Он забыл опустить монету в ближайший автомат платной стоянки!
Телевизоры кристаллических полицейских обнаружили машину, рискнувшую не уплатить за стоянку, автоматы контроля вызвали Бродячий Пресс, и тот сплющил «хоркрайт» Прайса в лепешку.
Прайс потрогал рукой еще теплый металлический блин. Теперь он мог надеяться только на самого себя, на свои ноги, на свою выдержку и на свои силы.
Стеклобетонная полоса необозримой ширины, тускло освещенная подземными световыми люками, вела к Ярмарке. Прайс шагал, отсчитывая расстояние по количеству световых люков, оставляемых позади. Он насчитал сто семнадцать светящихся овалов, когда вышел наконец на предъярмарочную площадь.
Пеструю Ярмарку устроили на землях, скупленных по дешевке, на болоте, кое-как засыпанном городским мусором. Наспех уложенный асфальт просел, избороздился трещинами, которые беспорядочной сетью покрыли нескончаемый серый плац. Трещины густо замазали черной смолой. Белые и красные шуцлинии, указывающие развороты и стоянки машин, не внесли упорядоченности в черную паутину смолы, наоборот, наложив на нее свою полицейскую геометрию, разорвали паутину на куски, усиливая хаос.
Теперь Прайсу казалось, что, шагая каким-то особым образом, не переступая, к примеру, через красные полосы, а двигаясь только вдоль них, он укорачивает путь к воротам Ярмарки, сберегает силы и приближает исцеление. Но как ни старался он следовать своему плану пешего продвижения, сбивался, и старание это его еще больше утомляло. Так он брел, путаясь в липкой паутине смолы, увязая в ней, когда каблук попадал в особо жирную и свежую замазку трещины.
– Ни слова, ни звука! – вкрадчиво произнес кто-то совсем рядом. – Мне все известно! Мне доступен бессловесный анализ мыслей!
Рядом шел бродячий автомат-гадальщик, первый посол тысячеликого сонмища ярмарочных автоматов. Гадальщик, переваливаясь на коротких лапах, схожих с двумя утюгами, подлаживался под неуверенные шаги Прайса и нес привычную чушь про шестиугольные гороскопы и таинство линий на руке, настойчиво предлагал погадать на магическом кристалле из настоящего титаната бария.
Прайс оттолкнул бродячего хироманта, и тот остановился, обиженно раскачиваясь на лапах-утюгах.

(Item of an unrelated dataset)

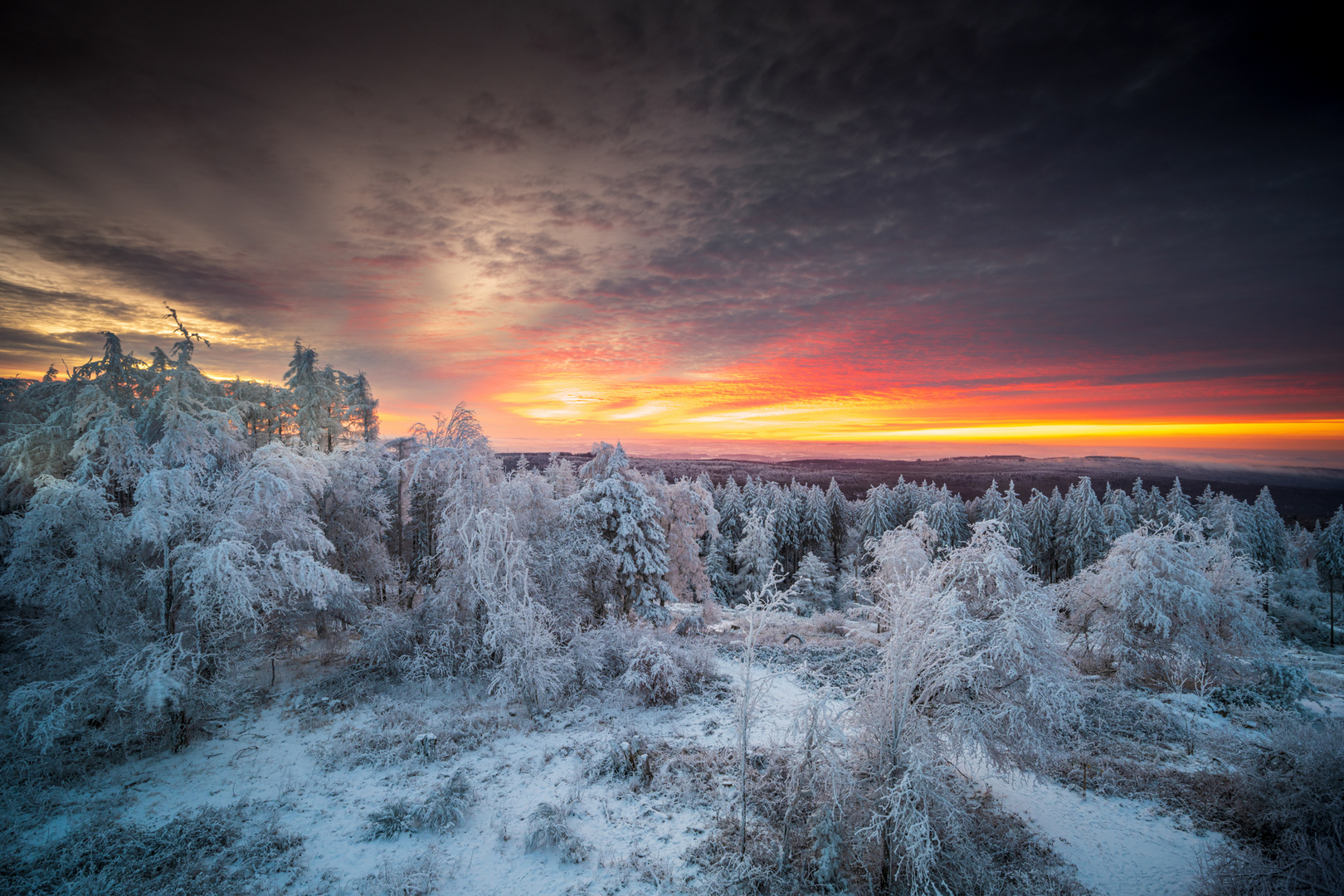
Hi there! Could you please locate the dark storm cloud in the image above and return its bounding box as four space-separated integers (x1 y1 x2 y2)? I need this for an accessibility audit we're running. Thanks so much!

У турникетов, отсчитывающих число посетителей ярмарки, невзрачный желто-белый автоматишко торговал пивом «Пупс». Дешевое пойло, которое можно пить галлонами: оно почти не утоляет жажду. Но сейчас даже самая малая банка пива – исцеляющий родник, за счастье припасть к которому не жаль отдать полжизни.
Коммивояжер остановился перед автоматом, облизывая пересохшие губы, потянул за галстук, ослабляя ошейник тугого воротника, и приготовился насладиться питьем. Он поднял правую руку… Указательный палец…
Указательный палец!
ПАЛЕЦ!
В дыру автомата надо вставить указательный палец правой руки. Это Автоматическая Ярмарка. Последнее достижение Торговой Супер-Автоматики. Все автоматы подчиняются тотальному Финансовому Центру. Вы суете палец в дырку. Электронный опознаватель молниеносно исследует микроузоры вашего уважаемого пальца, шифрует свои глубокомысленные выводы и сообщает их Тотальному Финансовому Центру. Узоры пальца неповторимы и строго индивидуальны – хвала всевышнему, создавшему их и облегчившему тем самым услуги Тотального Центра. Финансовый Центр выдирает стоимость покупки из текущего счета клиента и посылает автомату разрешение на выдачу товара. Масса удобств! Не надо возиться с засаленными бумажками и металлическими кругляшками, не надо таскать с собой безнадежно старомодные кошельки. Надо лишь иметь с собой палец. А он всегда при себе.
Если только его не ранили…
Прайс посмотрел на свою руку, словно на чужую вещь. Рука все еще торчала, протянутая к автомату «Пупс»; ее украшало нечто согнутое крючком, облепленное засохшей кровью, безобразно вздутое на конце. Это был его указательный палец, вексель и опознавательный знак Финансового Центра, потерявший теперь всякую цену.
Огонь от раненого пальца поднялся по руке и жарким пламенем разливался по телу. Голова налилась тяжелым теплом, в висках застучало. Сухой и одеревенелый от жары язык попытался найти во рту хоть капельку слюны. А рядом, внутри желто-белого ящика, скрывался почти неиссякаемый источник прохладной жидкости.
Прайс прижался лбом к холодной жести пивного автомата.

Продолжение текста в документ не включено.